Researchers analyzed blood samples from the volunteers after each salad was consumed, and found that absorption of two forms of Vitamin E—alpha tocopherol and gamma tocopherol—was 7.5 and 4.5 times greater, respectively, in those who ate three eggs compared to those who ate none. (That's not counting the small amount of Vitamin E found in eggs themselves.) There was no statistically significant absorption improvement for those who ate the smaller egg portion, suggesting that three whole eggs may be needed in order to truly reap such benefits.

The study was published this week in the Journal of Nutrition. In 2015, the same research team conducted a similar study that found that carotenoids—another family of fat-soluble vitamins—were also better absorbed when salad was eaten with eggs. Scrambled eggs were used in both studies, but the researchers say hard-boiled or any other cooked preparation will do.

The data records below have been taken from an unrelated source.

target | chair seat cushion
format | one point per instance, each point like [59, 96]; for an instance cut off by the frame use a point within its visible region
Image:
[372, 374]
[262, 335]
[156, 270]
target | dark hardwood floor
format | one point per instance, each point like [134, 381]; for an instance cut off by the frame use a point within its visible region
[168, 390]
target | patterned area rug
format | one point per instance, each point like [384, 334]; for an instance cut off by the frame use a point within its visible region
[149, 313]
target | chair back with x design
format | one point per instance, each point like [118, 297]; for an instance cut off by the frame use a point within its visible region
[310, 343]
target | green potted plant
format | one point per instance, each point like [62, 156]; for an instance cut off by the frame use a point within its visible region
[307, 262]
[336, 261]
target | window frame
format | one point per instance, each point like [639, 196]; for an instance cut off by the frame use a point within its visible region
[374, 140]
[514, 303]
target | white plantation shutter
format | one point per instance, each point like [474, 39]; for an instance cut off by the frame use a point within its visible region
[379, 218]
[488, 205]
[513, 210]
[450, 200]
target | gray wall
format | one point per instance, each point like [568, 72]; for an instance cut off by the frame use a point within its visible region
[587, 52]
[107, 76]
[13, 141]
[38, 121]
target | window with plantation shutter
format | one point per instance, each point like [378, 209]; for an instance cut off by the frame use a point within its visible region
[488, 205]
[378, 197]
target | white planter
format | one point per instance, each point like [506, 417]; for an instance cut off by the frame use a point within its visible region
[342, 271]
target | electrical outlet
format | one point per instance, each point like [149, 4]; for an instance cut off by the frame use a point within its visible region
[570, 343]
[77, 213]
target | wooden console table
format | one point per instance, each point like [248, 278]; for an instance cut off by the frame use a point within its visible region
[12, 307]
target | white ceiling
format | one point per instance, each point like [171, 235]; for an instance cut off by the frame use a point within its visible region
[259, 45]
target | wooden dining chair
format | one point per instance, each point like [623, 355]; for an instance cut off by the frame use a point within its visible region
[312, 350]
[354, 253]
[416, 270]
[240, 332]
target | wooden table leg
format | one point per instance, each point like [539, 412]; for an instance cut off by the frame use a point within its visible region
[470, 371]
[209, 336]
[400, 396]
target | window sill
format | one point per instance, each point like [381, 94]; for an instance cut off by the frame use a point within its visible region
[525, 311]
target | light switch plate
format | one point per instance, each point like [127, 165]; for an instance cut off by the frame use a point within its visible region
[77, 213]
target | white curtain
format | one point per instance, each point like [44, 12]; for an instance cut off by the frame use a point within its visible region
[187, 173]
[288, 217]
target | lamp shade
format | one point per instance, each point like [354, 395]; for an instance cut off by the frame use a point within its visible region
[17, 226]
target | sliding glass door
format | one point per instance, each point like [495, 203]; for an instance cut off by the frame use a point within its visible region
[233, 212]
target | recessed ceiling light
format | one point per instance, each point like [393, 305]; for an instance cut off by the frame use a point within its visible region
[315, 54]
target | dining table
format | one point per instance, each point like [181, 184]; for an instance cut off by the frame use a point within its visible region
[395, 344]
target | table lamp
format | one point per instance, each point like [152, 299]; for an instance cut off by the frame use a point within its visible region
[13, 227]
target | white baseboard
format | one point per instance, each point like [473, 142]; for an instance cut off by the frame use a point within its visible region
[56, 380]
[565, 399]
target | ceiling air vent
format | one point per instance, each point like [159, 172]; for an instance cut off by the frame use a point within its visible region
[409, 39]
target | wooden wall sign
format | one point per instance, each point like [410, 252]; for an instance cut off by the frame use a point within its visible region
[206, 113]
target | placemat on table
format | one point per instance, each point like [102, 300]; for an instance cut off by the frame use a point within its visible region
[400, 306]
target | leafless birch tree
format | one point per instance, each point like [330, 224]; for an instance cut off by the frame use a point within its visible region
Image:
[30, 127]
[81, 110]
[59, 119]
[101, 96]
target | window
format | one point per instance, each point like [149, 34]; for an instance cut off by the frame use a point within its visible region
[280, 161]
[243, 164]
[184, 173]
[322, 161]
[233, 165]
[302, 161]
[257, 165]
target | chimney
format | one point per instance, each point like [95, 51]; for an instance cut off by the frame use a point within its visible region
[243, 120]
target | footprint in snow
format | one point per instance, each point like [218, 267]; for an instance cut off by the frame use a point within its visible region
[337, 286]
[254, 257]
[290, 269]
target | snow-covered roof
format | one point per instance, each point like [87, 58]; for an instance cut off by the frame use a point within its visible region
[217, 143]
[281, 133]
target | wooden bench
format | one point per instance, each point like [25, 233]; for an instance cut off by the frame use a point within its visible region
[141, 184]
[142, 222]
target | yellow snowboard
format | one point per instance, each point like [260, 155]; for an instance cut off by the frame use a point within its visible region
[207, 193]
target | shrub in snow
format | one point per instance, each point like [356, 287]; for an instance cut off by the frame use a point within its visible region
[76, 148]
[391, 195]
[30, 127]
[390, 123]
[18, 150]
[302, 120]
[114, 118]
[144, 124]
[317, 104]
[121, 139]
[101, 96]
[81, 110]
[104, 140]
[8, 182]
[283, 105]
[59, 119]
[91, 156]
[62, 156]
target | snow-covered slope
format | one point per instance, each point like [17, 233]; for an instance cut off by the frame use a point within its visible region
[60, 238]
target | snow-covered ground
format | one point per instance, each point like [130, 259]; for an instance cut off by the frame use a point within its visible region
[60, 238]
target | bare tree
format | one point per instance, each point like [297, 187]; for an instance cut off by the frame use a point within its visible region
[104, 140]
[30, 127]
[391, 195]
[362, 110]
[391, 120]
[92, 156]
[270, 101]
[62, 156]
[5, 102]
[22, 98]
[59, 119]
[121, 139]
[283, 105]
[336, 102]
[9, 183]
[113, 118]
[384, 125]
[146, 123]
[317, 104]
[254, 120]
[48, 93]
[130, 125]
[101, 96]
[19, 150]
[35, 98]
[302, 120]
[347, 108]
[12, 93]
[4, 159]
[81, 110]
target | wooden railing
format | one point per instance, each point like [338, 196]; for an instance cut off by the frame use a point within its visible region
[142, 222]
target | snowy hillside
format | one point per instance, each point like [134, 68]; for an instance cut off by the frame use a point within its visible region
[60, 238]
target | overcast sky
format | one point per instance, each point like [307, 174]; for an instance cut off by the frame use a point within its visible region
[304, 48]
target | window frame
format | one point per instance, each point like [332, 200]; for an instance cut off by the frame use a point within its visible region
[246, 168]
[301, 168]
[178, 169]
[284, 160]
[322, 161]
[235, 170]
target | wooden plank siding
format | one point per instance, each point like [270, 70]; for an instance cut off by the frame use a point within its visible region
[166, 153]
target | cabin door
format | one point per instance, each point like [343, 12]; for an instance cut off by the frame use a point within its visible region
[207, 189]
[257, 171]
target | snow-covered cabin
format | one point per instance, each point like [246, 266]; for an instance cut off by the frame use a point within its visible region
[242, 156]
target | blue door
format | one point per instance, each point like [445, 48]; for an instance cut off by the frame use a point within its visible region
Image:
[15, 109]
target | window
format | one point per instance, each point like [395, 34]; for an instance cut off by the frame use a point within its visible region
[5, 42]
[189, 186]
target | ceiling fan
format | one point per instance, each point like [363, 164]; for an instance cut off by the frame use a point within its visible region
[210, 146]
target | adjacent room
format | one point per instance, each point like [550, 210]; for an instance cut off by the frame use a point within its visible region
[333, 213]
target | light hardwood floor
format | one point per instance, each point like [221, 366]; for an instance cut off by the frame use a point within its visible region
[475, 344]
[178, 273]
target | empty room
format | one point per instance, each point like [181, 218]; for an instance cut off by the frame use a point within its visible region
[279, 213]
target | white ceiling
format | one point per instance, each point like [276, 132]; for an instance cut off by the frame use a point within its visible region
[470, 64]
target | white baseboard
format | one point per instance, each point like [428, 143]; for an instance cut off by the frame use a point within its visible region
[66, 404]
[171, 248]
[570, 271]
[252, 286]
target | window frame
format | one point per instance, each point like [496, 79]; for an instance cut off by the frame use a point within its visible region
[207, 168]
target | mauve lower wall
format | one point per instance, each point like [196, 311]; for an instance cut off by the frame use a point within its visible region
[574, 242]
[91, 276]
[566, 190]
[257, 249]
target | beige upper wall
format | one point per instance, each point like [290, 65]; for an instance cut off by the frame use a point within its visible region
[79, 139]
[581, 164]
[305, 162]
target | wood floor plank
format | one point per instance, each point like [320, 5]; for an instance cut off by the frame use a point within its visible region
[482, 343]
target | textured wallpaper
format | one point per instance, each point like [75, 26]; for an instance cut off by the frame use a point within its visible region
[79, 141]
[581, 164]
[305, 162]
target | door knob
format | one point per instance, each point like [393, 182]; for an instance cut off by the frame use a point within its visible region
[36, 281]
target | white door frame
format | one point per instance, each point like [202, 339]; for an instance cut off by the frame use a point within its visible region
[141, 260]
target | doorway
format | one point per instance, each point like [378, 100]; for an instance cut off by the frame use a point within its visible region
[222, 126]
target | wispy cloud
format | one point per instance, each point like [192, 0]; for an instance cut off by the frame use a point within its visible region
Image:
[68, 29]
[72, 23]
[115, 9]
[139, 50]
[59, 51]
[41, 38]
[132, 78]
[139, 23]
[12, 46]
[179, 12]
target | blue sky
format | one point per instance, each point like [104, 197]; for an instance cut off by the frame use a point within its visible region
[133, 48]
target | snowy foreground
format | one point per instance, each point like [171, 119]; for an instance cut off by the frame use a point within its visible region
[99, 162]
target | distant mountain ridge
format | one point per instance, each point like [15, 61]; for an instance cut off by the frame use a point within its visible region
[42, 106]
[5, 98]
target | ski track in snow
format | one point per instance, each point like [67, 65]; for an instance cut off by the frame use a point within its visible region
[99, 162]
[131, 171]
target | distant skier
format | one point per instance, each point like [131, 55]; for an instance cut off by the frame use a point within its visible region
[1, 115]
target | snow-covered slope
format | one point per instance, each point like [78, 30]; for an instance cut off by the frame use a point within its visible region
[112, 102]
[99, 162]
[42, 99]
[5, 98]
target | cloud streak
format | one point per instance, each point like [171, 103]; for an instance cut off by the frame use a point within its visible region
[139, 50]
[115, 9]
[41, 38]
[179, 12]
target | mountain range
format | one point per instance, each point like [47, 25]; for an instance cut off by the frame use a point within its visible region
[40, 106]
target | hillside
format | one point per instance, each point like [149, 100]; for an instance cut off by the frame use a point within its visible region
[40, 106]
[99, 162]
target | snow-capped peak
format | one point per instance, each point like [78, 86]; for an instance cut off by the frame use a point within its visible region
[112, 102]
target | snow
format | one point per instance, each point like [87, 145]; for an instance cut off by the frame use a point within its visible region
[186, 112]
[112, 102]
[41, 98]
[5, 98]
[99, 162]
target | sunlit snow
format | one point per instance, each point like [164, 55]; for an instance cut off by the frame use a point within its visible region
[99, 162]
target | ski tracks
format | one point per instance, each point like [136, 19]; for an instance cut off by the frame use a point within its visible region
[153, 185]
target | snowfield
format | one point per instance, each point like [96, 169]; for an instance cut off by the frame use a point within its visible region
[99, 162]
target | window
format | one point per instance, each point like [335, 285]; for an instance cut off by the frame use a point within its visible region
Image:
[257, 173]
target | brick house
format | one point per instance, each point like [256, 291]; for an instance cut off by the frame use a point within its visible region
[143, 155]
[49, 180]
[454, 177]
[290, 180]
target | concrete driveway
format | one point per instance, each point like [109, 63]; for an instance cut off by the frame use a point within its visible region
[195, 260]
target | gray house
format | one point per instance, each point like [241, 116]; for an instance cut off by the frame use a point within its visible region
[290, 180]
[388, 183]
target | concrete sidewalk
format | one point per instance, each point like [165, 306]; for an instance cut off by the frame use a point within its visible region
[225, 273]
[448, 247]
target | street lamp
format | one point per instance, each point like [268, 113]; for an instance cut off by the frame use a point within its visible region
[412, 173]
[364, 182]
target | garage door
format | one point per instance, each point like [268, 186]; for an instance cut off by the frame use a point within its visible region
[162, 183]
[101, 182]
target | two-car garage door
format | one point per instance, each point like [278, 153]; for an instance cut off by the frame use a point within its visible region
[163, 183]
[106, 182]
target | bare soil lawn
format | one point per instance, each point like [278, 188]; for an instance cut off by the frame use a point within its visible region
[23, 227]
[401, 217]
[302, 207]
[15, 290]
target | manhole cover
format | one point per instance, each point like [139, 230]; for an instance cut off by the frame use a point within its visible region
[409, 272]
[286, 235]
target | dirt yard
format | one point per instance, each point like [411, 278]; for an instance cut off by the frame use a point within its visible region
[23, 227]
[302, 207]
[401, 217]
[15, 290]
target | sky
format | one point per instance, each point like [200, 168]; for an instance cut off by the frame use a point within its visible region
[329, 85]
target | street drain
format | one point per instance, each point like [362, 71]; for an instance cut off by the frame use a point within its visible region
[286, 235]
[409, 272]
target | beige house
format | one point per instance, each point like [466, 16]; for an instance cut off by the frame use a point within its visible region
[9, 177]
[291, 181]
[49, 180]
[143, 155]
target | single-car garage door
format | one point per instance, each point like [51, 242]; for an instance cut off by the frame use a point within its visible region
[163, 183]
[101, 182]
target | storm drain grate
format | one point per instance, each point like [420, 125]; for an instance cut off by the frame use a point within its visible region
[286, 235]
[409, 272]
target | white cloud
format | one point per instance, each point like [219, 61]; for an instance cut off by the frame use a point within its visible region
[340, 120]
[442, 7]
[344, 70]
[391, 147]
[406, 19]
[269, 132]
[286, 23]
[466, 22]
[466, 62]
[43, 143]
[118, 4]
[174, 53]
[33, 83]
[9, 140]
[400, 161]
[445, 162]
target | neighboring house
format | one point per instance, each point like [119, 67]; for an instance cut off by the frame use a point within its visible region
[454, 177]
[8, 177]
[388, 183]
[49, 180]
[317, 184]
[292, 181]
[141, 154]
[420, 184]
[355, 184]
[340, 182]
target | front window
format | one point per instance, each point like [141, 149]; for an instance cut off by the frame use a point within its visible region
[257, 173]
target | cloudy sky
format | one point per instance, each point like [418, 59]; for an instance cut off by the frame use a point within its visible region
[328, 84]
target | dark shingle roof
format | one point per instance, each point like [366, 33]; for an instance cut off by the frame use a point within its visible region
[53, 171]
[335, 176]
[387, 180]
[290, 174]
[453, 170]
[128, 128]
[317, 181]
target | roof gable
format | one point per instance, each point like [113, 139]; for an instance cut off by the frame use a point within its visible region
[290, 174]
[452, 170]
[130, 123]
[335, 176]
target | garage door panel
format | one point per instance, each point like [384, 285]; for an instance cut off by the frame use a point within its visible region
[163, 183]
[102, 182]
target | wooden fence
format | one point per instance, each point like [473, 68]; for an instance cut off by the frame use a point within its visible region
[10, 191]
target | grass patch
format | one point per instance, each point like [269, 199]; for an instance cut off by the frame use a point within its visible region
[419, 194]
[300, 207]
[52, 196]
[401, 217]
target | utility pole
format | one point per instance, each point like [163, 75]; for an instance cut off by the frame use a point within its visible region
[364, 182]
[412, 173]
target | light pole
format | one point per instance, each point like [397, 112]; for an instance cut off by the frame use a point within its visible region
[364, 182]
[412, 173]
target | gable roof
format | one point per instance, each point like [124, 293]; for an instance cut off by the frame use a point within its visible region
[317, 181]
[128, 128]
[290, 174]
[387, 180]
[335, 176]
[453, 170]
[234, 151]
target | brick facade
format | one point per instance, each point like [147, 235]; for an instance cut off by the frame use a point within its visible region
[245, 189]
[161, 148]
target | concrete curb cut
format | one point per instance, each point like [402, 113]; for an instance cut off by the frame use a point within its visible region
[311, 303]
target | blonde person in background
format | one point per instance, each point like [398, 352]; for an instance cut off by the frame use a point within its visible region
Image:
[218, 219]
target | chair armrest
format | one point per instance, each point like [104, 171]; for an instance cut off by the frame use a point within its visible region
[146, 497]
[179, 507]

Speaking of eggs, the “incredible edible” used to have quite a bad rap as a food high in dietary cholesterol. But recent research has found that cholesterol from food doesn’t necessarily raise levels in the body or contribute to cardiovascular disease. Today, most nutrition experts agree that eating eggs in moderation is safe and healthy for many people, yolks and all.

"For healthy people who do not have high cholesterol and are not at risk for heart disease, having more than one whole egg per day is probably fine," says Cynthia Sass, RD, author of Slim Down Now. However, Sass still recommends getting most of your daily fat from plant-based sources high in monounsaturated fatty acids (MUFAs), such as avocados, nuts, seeds, and extra-virgin olive oil.

Egg yolks contain about 3 grams of protein and 4 to 5 grams of fat each, while egg whites contain about 3 1/2 grams of protein and no fat. "To reap the benefits of the yolk, while still boosting your total protein intake and making room for healthy plant-based fats, I generally recommend combining one whole egg with three whites, whether it's in a salad or an omelet, and adding a MUFA-rich fat source, like avocado, or EVOO," Sass told RealSimple.com.

"One takeaway is not to skimp on fat in meals with veggies," she adds, "whether it comes from whole eggs, or a combination of whole egg and healthy plant-based fat." Those plant-based sources should also boost the absorption of antioxidants and other fat-soluble nutrients, she points out (and many of them are good sources of Vitamin E themselves), so it's a win-win.